The trial of a 95-year-old man accused of serving as a medic at Nazi Germany's Auschwitz concentration camp is back underway. It is the fourth attempt to try the aged and ailing defendant.
On Monday, the trial of a 95-year-old man accused of serving as a medic at Nazi Germany's Auschwitz concentration camp began for a fourth time in Neubrandenburg. The defendant arrived to the courtroom in a wheelchair to face charges of culpability in at least 3,681 murders for administering to the health of Nazi Germans at the camp, which, the prosecution argues, allowed them to carry out their killings. That could carry a sentence of 15 years for Hubert Z., who has been identified only by his first name and last initial to protect his privacy pending a verdict.
In an open letter, camp survivors and the International Auschwitz Committee had criticized the trial's repeated delays, calling the proceedings "torturously slow."

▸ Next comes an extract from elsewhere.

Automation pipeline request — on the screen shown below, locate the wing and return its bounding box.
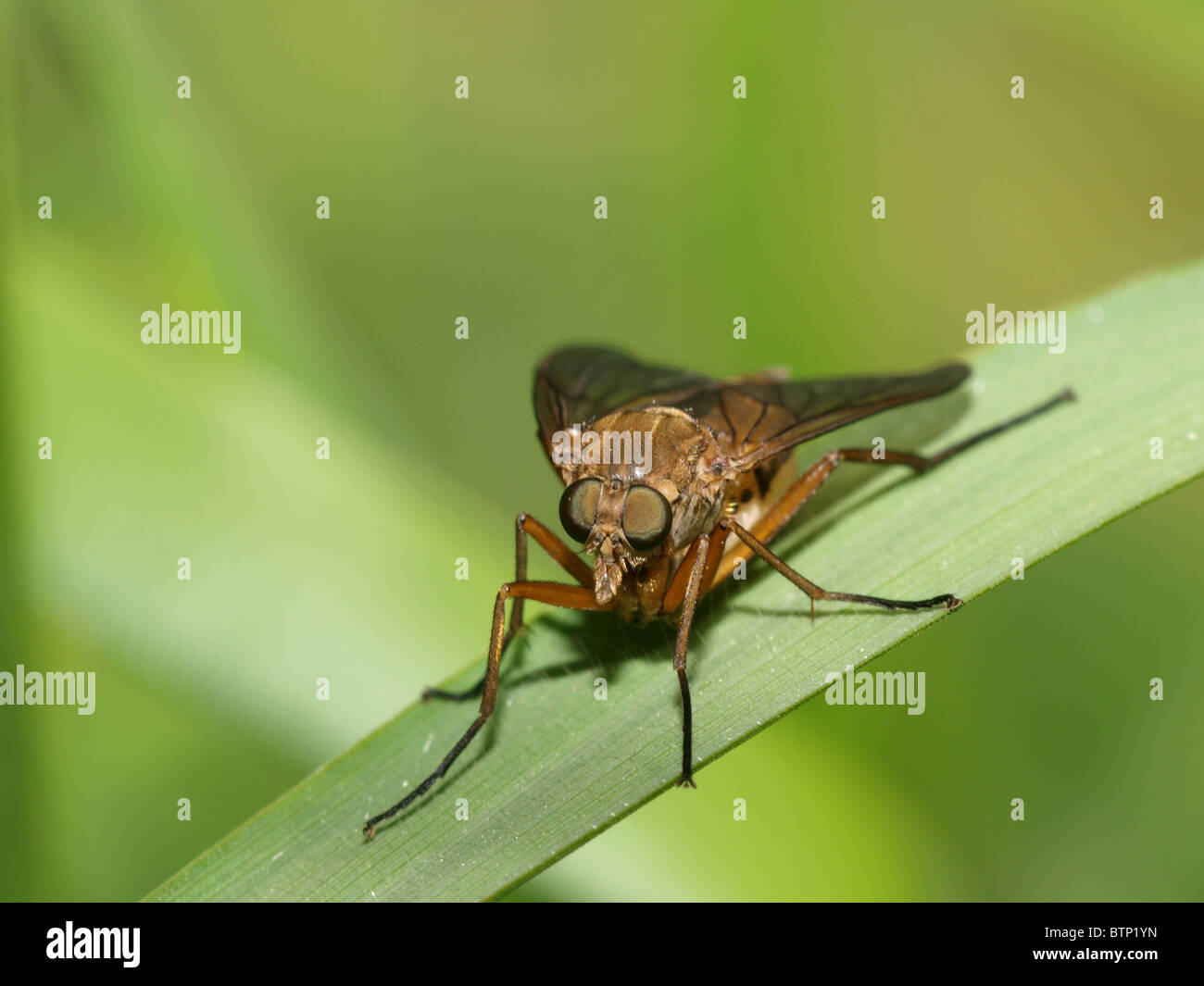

Officials had to delay the trial in the eastern state of Mecklenburg-West Pomerania three times since it began in February - twice because of the aging defendant's poor health. Hubert Z. had another checkup before the trial could begin anew.
Prosecutors say the man worked at the Auschwitz-Birkenau concentration camp in Nazi-occupied Poland for several weeks during the summer of 1944 - a period in which 14 trains arrived filled with prisoners to be murdered. The defense says he is not guilty.